Ps h had agreed to this on the condition that I give him £30k (thankfully we have it stashed away) for a deposit and I give the kids each 10% of the house value if dd1 does move out so they can buy houses of their own. The trickier issue is what happens if I want to relocate and dd doesn't ... but I'm hopeful she will be independent by 23/24 she's a lot more confident than in her teen years

BatshitCrazyWoman Wed 27-Nov-19 13:38:10

OP, is your DC going to live with you until you are too old to look after then? What are the longterm plans (has this been discussed at school review/transition meetings? I have an adult DC with a severe learning disability - DC went to residential college after (special) school, and then into a supported living placement (with the usual fight to get what DC needed, as us familiar to those of us with disabled DC!). I could then work, and it's way better for DC. I think you will need to look at a long term plan for your DC, and at all the options.

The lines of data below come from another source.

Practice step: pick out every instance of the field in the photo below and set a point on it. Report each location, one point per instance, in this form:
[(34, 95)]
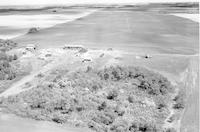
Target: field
[(137, 70)]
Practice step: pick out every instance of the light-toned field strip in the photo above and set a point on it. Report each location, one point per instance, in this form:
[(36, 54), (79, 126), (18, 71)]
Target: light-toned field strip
[(193, 17)]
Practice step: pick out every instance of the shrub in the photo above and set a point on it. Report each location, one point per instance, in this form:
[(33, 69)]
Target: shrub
[(180, 100), (102, 107)]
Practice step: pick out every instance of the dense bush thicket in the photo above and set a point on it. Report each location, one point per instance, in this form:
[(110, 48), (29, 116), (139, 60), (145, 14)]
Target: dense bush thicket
[(115, 99), (154, 84), (6, 45), (6, 70)]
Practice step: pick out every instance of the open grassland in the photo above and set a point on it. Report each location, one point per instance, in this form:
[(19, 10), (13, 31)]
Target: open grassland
[(150, 83), (127, 30)]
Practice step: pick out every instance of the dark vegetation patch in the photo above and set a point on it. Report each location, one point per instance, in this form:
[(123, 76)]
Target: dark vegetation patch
[(7, 71), (114, 99)]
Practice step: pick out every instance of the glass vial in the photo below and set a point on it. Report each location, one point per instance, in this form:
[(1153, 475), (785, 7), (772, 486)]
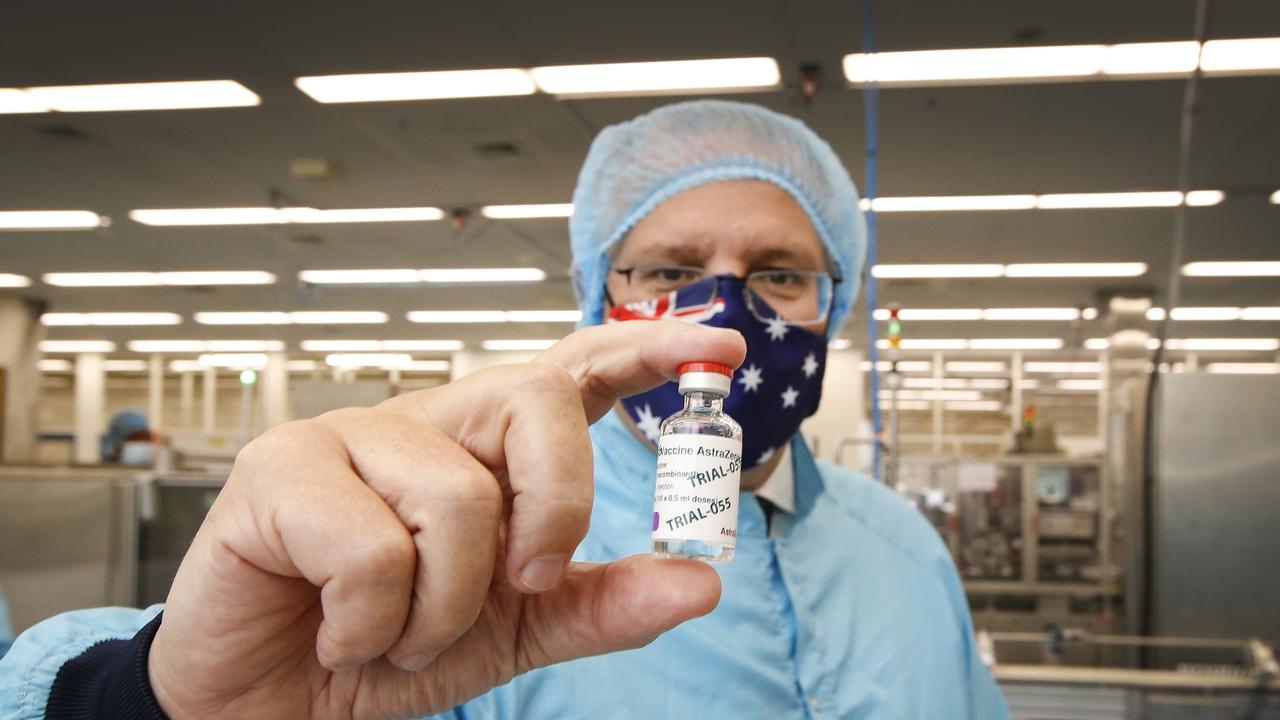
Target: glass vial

The care I gave my DC (and the fact that I couldn't work) was reflected in my divorce settlemeny.

BatshitCrazyWoman Wed 27-Nov-19 13:39:12

Couldn't work until DC was in a placement, I mean!

dorothysredshoes Wed 27-Nov-19 21:19:26

My son is in mainstream with 1-1. Academically he could maybe go to university but all the other stuff to do with life is hard for him so I really have no idea what he will do post 18. That's why it's hard to plan for the future. He's under CAHMS and if anything starts going wrong in life he gets very upset and I have to support him. I want to continue to work part time which will give me the time to support him and hopefully get him on a pathway to independence. My husband is minimising his needs now, saying he's fine, he can leave home and doesn't want to put in writing any post 18 financial support for him.

OP’s posts: |
dorothysredshoes Wed 27-Nov-19 21:20:47

Don't know anything about adult services or supported living as have solely been focused on surviving school. Planning the divorce has now focused the mind onto this aspect of his life.

OP’s posts: |
clpsmum Fri 13-Dec-19 01:12:02

Watching with interest

Palaver1 Fri 20-Dec-19 07:00:17

If your son needs 1 to 1 there is the likelihood that he will need support for the future especially if he gets to adolescences.
It doesn’t matter what your husband says .your son is vulnerable and that is what you stick to .
It will make a difference to the way the proceed from the divorce are looked at do not sell you child’s future short once it’s over you’ll be the sole carer.